The science of junk food is the science of optimizing what will make the stupid and the weak willed want (be addicted like lab rats) to keep buying and eating crappy junky processed foods like Lunchables? Pop Tarts? that I doubt you eat very often. I know I don’t.... I have never eaten a pop tart (maybe two when I was a kid) or a Lunchable
I would not work at a job that made junk food more enticing to the addicted. You would? So it seems from your posts/
No. The science of selling anything is the science of figuring out what the customer wants and providing it. Anybody trying to sell food, ANY food, is trying to trigger the pleasure center of the brain. Even health food is trying to taste good, they’re still trying to make your body THINK it’s getting that fat/sweet/savory hit that it desires. If anybody is playing the addiction game it’s the health food guys, because they’re actually trying to fool your body, they’re trying to hit those pleasure centers without actually providing what your body craves.
My only problem with Lunchables is they’re overpriced. I can put together a better tasting meat, cheese, cracker combo for cheaper, made worse because at my normal grocery store the Lunchables are facing the deli counter with all the Boar’s Head. I moved away from Pop Tarts when they moved away from the unfrosted, you can’t butter a Pop Tart with frosting, there’s no place for the butter to sink into.
They aren’t trying to entice addicts. They’re trying to compete. Everybody knows what people want to eat, you can provide it or you can’t. If you don’t, your product will fail, and the company will fail. We see this over and over when McD tries to provide “healthy options”, their attempts always fail in the market, nobody goes to McD for a salad. And as you look at the failure of many healthy franchises you can see people don’t even go to salad place for a salad. Really as far as triggering pleasure centers are concerned there’s no difference between junk food and gourmet, they’re both trying to make the consumer say “that tasted good and I want to eat it again soon”. We just don’t have a problem with $50 a plate places doing it, we only complain when it’s $5 a bag places. The chemistry is the same, the business model is the same, the only difference is the price and how much people whine.
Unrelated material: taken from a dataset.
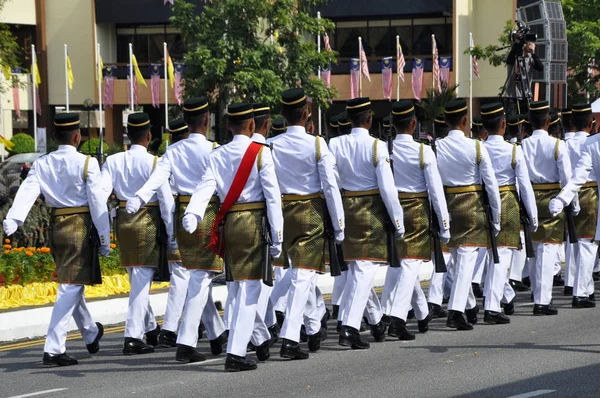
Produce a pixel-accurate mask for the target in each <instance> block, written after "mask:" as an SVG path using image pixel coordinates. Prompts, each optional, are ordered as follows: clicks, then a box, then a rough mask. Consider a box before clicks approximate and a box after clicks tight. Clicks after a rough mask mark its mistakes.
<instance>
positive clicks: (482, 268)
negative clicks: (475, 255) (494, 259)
mask: <svg viewBox="0 0 600 398" xmlns="http://www.w3.org/2000/svg"><path fill="white" fill-rule="evenodd" d="M487 265H488V250H487V249H486V248H485V247H480V248H479V249H477V262H476V263H475V269H474V270H473V280H472V282H473V283H477V284H478V285H480V284H481V282H483V280H484V279H483V278H484V273H485V272H486V271H487V269H486V268H487Z"/></svg>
I’d rather work for a company that provides the customers what they want. Those jobs last longer.
The junk food business is all about creating junk food addicts, many of them children. Then to design the food (as covered in the original NYTimes article) so they are repeat buyers. Zombie buyers. Buyers (the stupid and the weak willed) compelled to buy type X junk food that satisfies the cravings (low level addictions) created by the junk food pushers.